A Greenwell Springs man will enter a year-long pretrial diversion program that could avoid a criminal conviction for allegedly threatening the lives of President Barack Obama and other government officials, a federal judge said in a court filing Friday.

Successful completion of the program’s terms would bar criminal prosecution of 27-year-old Abram Kane Williams, U.S. Magistrate Judge Stephen C. Riedlinger said during a hearing Wednesday.

Riedlinger approved the pretrial diversion agreement before filing it into the court record Friday.

“You’re being given an opportunity to get these charges out of your life a year from now,” Riedlinger told the Iraq War veteran at the earlier hearing.

“Take advantage of this opportunity,” Riedlinger added. “Not many people get it.”

Williams was arrested in July 2010 on the basis of a Secret Service complaint that alleged he ranted to staff at the Louisiana Office of Veterans Affairs about Obama, Gov. Bobby Jindal and U.S. Rep. Bill Cassidy, R-Baton Rouge.

The Secret Service complaint added Williams then threatened to “take them out.”

The former member of the Louisiana Army National Guard later denied threatening the lives of the three office holders.

Williams testified he was angry the U.S. Department of Veterans Affairs ceased paying for counseling and prescriptions he said were needed for emotional problems caused by combat operations.

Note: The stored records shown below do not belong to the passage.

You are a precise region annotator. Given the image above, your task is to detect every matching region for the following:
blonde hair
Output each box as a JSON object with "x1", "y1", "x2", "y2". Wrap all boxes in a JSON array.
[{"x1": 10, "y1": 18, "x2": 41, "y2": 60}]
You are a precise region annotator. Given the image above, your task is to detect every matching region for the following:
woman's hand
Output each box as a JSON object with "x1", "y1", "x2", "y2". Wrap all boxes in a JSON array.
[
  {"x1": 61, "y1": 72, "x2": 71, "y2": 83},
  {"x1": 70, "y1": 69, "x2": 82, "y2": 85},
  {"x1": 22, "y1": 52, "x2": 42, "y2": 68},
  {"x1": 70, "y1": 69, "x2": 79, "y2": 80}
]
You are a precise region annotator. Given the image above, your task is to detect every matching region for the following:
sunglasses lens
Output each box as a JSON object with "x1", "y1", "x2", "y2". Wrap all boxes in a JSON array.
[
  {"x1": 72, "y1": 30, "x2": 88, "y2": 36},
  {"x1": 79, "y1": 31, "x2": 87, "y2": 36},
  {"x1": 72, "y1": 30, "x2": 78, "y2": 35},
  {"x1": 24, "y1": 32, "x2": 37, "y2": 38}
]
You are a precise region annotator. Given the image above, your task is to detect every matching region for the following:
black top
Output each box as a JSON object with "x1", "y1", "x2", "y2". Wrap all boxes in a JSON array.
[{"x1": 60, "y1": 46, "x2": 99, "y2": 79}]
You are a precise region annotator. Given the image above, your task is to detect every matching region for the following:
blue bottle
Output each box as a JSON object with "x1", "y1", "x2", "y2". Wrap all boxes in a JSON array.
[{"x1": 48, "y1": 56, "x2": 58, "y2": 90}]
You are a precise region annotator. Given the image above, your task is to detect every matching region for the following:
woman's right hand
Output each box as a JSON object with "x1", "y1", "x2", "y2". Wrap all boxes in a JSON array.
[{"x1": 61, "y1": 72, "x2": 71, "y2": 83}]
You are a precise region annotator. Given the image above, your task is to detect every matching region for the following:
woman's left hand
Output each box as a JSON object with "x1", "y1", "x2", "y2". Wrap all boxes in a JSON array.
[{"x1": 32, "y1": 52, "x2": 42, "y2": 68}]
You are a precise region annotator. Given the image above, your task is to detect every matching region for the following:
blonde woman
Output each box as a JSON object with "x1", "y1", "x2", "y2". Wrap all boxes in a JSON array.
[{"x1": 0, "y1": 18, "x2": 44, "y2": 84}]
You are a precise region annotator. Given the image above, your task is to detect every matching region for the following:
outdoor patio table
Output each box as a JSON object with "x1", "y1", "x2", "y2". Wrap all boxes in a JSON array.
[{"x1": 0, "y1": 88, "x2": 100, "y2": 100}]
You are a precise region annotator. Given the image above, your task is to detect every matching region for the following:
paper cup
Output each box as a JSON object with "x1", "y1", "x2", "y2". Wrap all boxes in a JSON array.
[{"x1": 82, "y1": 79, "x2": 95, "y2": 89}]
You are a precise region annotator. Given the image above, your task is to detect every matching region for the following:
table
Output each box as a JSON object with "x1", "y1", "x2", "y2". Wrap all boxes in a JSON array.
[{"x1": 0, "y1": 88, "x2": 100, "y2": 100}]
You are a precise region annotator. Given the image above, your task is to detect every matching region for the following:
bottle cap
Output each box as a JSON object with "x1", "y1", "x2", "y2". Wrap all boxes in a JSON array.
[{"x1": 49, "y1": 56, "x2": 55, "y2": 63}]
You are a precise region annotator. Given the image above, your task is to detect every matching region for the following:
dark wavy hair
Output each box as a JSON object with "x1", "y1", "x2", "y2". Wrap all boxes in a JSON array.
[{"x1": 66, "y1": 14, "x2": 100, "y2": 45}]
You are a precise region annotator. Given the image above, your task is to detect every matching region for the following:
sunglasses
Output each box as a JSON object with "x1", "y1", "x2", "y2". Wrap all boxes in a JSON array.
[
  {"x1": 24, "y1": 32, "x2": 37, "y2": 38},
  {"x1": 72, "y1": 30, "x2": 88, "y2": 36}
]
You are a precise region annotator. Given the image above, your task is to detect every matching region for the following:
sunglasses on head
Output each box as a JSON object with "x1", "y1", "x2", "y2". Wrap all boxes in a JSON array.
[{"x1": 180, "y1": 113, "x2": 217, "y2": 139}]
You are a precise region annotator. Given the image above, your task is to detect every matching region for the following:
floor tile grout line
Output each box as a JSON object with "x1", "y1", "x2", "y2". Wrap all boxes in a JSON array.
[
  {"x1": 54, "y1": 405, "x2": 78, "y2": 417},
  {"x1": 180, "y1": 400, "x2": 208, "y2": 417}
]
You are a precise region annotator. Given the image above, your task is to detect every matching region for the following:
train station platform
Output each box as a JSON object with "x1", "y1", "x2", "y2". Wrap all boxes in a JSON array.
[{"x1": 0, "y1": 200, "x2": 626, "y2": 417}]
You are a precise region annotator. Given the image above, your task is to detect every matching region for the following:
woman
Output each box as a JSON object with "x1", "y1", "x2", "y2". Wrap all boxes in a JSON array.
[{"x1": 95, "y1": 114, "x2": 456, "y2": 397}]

Williams remained in federal custody for more than a year and received psychiatric evaluations before Chief U.S. District Judge Brian A. Jackson ordered him released three months ago. Jackson also ruled that Williams had become competent for trial.

Dr. Randall Rattan, a forensic psychologist at the Federal Correctional Institution at Fort Worth, testified in January that Williams suffers from paranoid delusions.

But Rattan added that he does not consider Williams a danger to himself or others.

And Rattan also said in January Williams was not competent to assist his attorney at trial.

The forensic psychologist recommended additional therapy.

The pretrial diversion agreement filed Friday by Riedlinger bears Williams’ signature and that of his attorney, Brent M. Stockstill.

The agreement also is signed by U.S. Attorney Donald J. Cazayoux Jr. and Assistant U.S. Attorneys Michael J. Jefferson and Frederick A. Menner Jr.

In that document, Williams agreed to accept responsibility for the statements that led to the charges against him.

The prosecutors agreed to dismiss all charges if Williams complies with all rules of the pretrial diversion program for one year. And no conviction would appear on his record.